Пока же отклик какого-то созвучья – ощущение невысказываемого свойства – все еще жил внутри, умиротворяя сознание аккордом фантомных клавиш. Я чувствовал, как что-то отступило прочь, а что-то другое, звенящее, невесомое, напротив вернулось на свое место, покинутое некогда в оторопи и смятении. Звезды, звезды, у каждой своя судьба. Пусть и они не бессмертны, но к чему еще тянуться душой?
Я понял, что жизнь длинна, что я не перешел еще и за половину, хоть печаль осталась во мне, замерев где-то в углу сводчатого зала согбенной фигурой на скамье у колонны. Ей было, о чем напомнить при случае, но я видел теперь, что сводчатый зал огромен, и множество звуков витает под потолком, отражаясь от стен и мозаичного пола, перемешиваясь друг с другом, противореча, рассыпаясь, сливаясь в одно. Мир расширился вдруг – да, соглашался я послушно, он не так уж мал, быть может и вовсе не имеет границ. Бдительные сигналы-разведчики, рассылаемые во все стороны, не возвращаются обратно – очевидно, не встречая преград. Они несутся, мчатся, не замедляя хода, подобно сгусткам материи, освобожденной взрывом, перекликаясь все тише и тише, а потом и вовсе теряясь каждый в своем пространстве…
Или в своем измерении, прикидывал я тут же, будто вертя перед глазами многогранный кристалл – сколько их, измерений, неужто все неправы, ограничиваясь расхожими числами? Это завораживало, я будто вновь переживал позабытые предвкушения, и вопросительные знаки почти уже мерещились там и тут. Ни желания, ни сожаления, ни сомнения, ни надежды не замыкались более в ограниченный круг вещей, не стягивались обреченно к слову, человеку или месту, выбранным почти наугад. Юлиан исчез, отодвинувшись в прошедшее, исчезли и прочие лица – растворившись, отмерев, освободив во мне больше, чем было. Я понял, что такой и приходит победа – когда больше не на что пенять, а еще – что свобода моя абсолютна, и пусть доброхоты прикладывают ладонь ко лбу, замечая сочувственно: ты нездоров. Я лишь рассмеюсь – что вы, что вы, это у вас горячка – и мы останемся при своих, но я-то буду точно знать, где припрятаны богатства, а им, прочим, так и будет невдомек до самого конца.
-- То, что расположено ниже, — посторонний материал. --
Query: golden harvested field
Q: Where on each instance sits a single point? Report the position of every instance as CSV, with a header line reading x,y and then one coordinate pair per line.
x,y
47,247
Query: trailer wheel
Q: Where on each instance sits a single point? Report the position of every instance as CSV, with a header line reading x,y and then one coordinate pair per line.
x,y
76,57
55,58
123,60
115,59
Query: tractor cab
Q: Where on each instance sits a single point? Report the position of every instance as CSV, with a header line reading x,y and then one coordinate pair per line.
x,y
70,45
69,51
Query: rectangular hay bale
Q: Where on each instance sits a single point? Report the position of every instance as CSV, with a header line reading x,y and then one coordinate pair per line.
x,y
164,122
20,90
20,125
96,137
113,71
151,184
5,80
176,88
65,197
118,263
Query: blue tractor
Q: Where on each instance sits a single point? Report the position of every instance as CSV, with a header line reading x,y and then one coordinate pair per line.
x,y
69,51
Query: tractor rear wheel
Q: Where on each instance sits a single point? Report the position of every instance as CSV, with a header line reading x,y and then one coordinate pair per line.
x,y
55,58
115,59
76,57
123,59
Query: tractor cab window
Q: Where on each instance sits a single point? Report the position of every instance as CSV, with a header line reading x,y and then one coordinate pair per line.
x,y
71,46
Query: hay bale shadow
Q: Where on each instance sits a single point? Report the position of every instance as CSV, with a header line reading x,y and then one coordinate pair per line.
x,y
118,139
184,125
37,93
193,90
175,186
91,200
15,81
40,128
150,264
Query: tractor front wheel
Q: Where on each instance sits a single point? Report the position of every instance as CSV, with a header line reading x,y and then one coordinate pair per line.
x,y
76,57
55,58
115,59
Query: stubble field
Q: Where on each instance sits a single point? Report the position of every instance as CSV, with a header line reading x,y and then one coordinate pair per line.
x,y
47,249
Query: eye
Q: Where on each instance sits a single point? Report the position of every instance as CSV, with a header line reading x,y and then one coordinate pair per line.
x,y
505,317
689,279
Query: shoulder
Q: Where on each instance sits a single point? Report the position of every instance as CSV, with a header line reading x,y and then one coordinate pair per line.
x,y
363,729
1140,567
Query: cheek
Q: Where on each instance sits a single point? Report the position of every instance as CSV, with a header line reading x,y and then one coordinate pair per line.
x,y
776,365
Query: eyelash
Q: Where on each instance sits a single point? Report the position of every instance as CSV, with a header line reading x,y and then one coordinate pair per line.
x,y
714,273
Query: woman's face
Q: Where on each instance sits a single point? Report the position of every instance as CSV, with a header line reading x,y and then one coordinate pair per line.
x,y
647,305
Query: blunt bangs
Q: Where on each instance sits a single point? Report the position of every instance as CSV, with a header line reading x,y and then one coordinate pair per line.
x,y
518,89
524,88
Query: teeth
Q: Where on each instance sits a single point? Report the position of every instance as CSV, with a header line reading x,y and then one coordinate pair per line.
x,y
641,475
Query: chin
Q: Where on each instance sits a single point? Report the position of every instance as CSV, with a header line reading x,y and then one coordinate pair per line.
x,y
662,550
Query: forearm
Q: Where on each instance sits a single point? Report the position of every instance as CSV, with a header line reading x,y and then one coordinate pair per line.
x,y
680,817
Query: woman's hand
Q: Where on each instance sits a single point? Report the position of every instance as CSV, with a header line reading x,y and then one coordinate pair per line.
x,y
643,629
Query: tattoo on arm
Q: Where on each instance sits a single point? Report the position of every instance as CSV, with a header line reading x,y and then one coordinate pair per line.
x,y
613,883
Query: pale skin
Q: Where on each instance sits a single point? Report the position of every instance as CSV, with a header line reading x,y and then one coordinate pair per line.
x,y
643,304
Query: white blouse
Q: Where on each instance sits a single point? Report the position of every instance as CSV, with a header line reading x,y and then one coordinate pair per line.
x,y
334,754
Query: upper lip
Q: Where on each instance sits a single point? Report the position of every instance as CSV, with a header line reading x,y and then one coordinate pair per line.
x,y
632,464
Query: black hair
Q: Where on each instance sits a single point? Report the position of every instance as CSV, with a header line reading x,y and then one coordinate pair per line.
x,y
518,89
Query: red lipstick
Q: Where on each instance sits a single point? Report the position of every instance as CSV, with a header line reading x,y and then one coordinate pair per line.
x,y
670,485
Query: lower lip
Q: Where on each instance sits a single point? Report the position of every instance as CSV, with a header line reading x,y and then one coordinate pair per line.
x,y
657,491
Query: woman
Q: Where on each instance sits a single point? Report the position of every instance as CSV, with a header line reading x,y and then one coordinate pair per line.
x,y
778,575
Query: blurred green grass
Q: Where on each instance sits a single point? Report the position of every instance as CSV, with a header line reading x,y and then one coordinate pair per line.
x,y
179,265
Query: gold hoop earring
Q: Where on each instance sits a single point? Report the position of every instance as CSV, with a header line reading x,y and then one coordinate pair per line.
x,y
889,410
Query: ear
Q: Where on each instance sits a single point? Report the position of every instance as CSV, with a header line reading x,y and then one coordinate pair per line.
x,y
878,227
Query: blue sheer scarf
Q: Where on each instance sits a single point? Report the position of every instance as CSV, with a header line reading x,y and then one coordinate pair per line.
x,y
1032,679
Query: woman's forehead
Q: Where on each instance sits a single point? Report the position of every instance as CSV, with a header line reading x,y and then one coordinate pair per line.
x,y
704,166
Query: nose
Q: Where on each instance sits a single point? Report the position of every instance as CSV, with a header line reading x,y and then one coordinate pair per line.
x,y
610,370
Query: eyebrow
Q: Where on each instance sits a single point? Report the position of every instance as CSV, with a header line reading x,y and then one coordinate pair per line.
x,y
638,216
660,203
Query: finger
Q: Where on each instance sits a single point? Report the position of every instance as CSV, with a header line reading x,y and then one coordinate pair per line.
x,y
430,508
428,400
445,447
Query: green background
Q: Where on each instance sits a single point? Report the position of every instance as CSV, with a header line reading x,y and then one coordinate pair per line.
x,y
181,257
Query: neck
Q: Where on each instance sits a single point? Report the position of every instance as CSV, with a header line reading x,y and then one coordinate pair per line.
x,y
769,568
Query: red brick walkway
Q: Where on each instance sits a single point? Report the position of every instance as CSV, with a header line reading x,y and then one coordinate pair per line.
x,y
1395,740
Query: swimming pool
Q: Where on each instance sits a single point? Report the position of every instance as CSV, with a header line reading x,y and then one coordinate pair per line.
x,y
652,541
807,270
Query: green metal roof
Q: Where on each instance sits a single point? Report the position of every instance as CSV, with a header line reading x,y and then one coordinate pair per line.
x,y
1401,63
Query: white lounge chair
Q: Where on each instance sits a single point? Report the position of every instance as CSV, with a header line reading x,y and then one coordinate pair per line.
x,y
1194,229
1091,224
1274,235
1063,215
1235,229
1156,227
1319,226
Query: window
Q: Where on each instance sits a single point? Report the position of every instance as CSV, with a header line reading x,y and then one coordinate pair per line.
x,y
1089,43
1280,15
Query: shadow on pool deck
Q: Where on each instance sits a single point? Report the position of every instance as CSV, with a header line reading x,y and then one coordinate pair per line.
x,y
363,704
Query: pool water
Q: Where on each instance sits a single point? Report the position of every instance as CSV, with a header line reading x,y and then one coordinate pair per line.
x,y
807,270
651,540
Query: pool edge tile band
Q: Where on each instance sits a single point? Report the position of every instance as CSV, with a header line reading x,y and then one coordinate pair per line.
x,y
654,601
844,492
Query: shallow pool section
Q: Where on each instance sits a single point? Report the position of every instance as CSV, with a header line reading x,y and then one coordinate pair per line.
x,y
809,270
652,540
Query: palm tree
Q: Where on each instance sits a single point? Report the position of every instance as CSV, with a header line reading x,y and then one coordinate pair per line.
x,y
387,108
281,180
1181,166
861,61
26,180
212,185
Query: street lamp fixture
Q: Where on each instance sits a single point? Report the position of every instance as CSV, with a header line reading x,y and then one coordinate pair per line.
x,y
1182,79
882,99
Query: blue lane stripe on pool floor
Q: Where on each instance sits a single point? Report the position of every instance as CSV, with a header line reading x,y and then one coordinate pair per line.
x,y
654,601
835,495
Асфальт негромко шуршал под колесами, дворники смахивали со стекол заморосивший дождь, все было размеренно, упорядоченно и строго. Нечастый миг, я запомню его и отложу в долгий ящик – время покоя, грубоватое приближение безупречности. Жаль, что не разделишь ни с кем – слишком много деталей, и для каждого хоть чуть-чуть, но свои. Упростив, выхолостишь суть и сведешь к банальному, которое удручает и без того. Почему и книги полны банальностей? Что это – слабость духа и извечный страх?
«Я за себя», – проговорил я вслух. В этом было множество сущностей, так утверждал Гиббс, и так теперь говорю я, но никто не обвинит, что повторяю за ним. Пусть звучит похоже, но доподлинно не знаешь никогда, и в этом благо, а иначе, право, так легко заскучать. Мне же не до скуки – я раскрыл было рот, чтобы пояснить, почему, но тут же одернул расшалившееся сознание: нет-нет, не нужно болтать лишнего, высказался и хватит. Прикуси язык, помни: о главном – молчок!